She snapped him a sloppy salute and scurried back to the gunner’s mount.
◇◇◇◇◇
Early the next morning, Echo was combing the star charts for the next safe place to stop when Omega plopped down next to him, Wrecker’s Lula doll still tucked in the crook of her arm and half-eaten breakfast rations in hand. “Will you teach me to sign?”
Lessons began that day. Everyone agreed that it would be good for Omega to learn battle signs, both for the ability to communicate with Echo and because, as Tech pointed out, Omega’s streak of involvement in firefights was already impressively high, and she’d only been onboard for a week.
“It wasn’t too hard to communicate without my implant when I joined the squad because everyone already knew Republic military hand signals,” he explained while they sat together on his bunk that afternoon. “Well,” he amended, “Wrecker could learn them better if he’d apply himself.”
“Hey! It’s not my fault they all look the same!” their brother hollered across the ship.
Echo ignored him and continued. “Signing with one hand is harder, but most signs can be adapted.
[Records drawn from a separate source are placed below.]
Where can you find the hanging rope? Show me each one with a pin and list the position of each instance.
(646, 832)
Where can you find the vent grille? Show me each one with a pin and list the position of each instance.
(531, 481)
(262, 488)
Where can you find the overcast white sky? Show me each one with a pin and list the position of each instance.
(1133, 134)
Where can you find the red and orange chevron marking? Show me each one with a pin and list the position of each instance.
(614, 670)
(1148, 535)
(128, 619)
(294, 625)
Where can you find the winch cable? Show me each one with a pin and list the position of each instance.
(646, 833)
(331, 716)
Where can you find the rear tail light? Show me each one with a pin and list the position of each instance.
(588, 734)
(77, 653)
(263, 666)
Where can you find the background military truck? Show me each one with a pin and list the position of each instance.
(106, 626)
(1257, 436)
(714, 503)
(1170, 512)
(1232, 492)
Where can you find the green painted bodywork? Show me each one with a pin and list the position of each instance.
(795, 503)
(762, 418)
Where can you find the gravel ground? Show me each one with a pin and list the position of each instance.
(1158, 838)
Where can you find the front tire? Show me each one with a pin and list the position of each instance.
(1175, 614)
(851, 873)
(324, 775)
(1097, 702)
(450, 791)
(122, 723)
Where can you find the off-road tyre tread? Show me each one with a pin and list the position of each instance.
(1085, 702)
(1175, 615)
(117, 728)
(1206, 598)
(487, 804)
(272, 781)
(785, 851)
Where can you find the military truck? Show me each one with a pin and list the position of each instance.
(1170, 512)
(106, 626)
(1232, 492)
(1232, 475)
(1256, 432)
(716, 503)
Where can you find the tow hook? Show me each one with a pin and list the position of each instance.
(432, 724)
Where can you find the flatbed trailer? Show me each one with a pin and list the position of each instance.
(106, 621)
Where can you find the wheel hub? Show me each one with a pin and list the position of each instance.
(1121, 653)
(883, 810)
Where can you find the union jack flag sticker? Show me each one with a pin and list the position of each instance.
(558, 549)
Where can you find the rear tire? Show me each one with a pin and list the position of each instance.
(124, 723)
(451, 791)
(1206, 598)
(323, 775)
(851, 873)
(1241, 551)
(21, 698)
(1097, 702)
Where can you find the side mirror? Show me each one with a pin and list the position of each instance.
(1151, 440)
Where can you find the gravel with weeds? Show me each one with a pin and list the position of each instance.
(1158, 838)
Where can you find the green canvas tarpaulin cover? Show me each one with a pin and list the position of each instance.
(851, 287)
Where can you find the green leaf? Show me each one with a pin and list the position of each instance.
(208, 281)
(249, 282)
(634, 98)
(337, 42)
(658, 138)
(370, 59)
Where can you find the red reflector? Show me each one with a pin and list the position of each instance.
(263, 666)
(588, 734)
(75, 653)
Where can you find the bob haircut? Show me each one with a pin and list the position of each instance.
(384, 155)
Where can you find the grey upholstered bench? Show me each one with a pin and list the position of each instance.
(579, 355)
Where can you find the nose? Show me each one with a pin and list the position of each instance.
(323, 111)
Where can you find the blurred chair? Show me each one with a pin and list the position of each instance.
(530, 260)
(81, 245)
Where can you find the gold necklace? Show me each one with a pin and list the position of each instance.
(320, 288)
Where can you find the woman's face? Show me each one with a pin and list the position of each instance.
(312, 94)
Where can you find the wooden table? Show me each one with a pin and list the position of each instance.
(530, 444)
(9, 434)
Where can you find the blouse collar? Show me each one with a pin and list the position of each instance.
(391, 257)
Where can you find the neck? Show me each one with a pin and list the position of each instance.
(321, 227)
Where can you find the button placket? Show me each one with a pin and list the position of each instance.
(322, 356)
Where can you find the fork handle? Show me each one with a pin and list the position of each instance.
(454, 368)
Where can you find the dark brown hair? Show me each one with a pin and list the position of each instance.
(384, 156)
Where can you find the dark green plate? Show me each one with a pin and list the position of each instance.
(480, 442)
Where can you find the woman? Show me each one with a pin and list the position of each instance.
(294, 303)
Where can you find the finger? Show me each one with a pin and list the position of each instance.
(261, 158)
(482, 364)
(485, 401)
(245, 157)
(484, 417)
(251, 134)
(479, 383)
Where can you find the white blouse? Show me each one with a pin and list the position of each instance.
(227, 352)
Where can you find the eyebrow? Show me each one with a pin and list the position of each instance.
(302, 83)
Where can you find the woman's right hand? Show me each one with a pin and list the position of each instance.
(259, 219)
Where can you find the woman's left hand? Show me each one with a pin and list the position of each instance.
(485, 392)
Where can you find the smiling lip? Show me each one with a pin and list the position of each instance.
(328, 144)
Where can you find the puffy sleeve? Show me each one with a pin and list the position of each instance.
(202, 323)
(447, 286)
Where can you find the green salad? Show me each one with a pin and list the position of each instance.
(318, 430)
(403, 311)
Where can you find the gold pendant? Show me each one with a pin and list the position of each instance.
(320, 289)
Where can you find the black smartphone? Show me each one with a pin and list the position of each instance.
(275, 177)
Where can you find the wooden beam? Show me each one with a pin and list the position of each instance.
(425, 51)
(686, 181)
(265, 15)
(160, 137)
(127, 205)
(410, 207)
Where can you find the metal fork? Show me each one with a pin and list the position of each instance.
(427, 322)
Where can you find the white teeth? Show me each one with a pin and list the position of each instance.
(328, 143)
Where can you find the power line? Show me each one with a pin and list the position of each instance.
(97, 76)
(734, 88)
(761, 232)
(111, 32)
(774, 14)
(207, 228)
A lot of words only use the non-dominant hand as a base for the dominant hand to sign around. Look. This is the sign for a right flank maneuver; see how I’m just moving my hand behind my scomp? You would sign it with your open palm facing you, since you have two hands.”
Omega nodded and copied him.
“There is one problem with hand signals: they’re efficient for combat, but they don’t cover all the bases in casual conversation, so we use Galactic Basic Sign Language for any words we don’t have.”
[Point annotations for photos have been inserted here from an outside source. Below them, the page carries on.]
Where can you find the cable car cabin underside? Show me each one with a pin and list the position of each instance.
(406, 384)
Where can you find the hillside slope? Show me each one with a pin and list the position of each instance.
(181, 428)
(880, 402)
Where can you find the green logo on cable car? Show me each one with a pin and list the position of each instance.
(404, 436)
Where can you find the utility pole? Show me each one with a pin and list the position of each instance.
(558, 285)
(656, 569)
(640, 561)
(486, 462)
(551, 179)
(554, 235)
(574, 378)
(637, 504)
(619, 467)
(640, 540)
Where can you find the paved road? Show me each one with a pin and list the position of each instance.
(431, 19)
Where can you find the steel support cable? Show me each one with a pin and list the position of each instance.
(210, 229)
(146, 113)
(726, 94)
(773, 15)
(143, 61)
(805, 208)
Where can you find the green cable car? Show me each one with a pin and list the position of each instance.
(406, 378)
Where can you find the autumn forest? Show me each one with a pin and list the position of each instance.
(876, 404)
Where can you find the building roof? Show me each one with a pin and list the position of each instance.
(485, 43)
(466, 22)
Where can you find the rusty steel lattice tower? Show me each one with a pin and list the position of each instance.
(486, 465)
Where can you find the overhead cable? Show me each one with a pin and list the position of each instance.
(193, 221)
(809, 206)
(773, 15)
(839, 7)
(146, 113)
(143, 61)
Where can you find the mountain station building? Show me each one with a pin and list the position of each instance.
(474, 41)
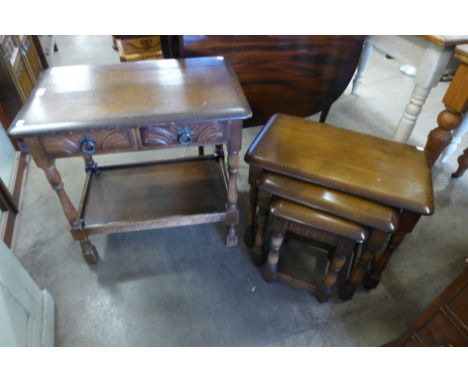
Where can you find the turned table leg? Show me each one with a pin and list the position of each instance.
(456, 139)
(249, 235)
(440, 137)
(374, 244)
(232, 210)
(263, 201)
(277, 238)
(433, 64)
(53, 176)
(340, 253)
(462, 164)
(407, 222)
(413, 109)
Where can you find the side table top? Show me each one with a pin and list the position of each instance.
(387, 172)
(78, 97)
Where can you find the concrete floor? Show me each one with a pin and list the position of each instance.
(182, 287)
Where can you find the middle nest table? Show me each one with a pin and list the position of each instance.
(87, 110)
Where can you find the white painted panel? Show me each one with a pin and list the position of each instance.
(26, 312)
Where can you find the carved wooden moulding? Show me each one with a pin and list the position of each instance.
(186, 134)
(89, 142)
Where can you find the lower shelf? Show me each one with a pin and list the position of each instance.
(153, 195)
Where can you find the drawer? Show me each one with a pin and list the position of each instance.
(88, 142)
(173, 134)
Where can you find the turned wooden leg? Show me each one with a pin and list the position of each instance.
(53, 176)
(341, 252)
(232, 213)
(456, 139)
(413, 108)
(374, 244)
(462, 164)
(263, 201)
(249, 234)
(407, 222)
(362, 65)
(440, 137)
(271, 267)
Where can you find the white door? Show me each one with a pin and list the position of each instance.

Slowly, he demonstrated the GBSL alphabet for Omega, explaining how each handshape and motion corresponded to an Aurebesh letter, and could be used to spell out any word she didn’t know. Omega copied him. They went back and forth for some time, practicing the letters until she could sign each one correctly.
Omega was a fast learner. Only a few times did Echo have to help her with a new sign. “Here, give me your hand. You’ve got the angle wrong.” Gently, he guided her fingers through the motion. “See? The speed of the sign can change the connotation. So can the size of the gesture and the facial cues you give while signing.”
“That’s complicated.”
Echo laughed. “Of course it is. Battle sign is a straightforward code, but GBSL is an actual language, just as nuanced as Basic. I’m still learning, too. If you don’t know a word, you can always fingerspell.”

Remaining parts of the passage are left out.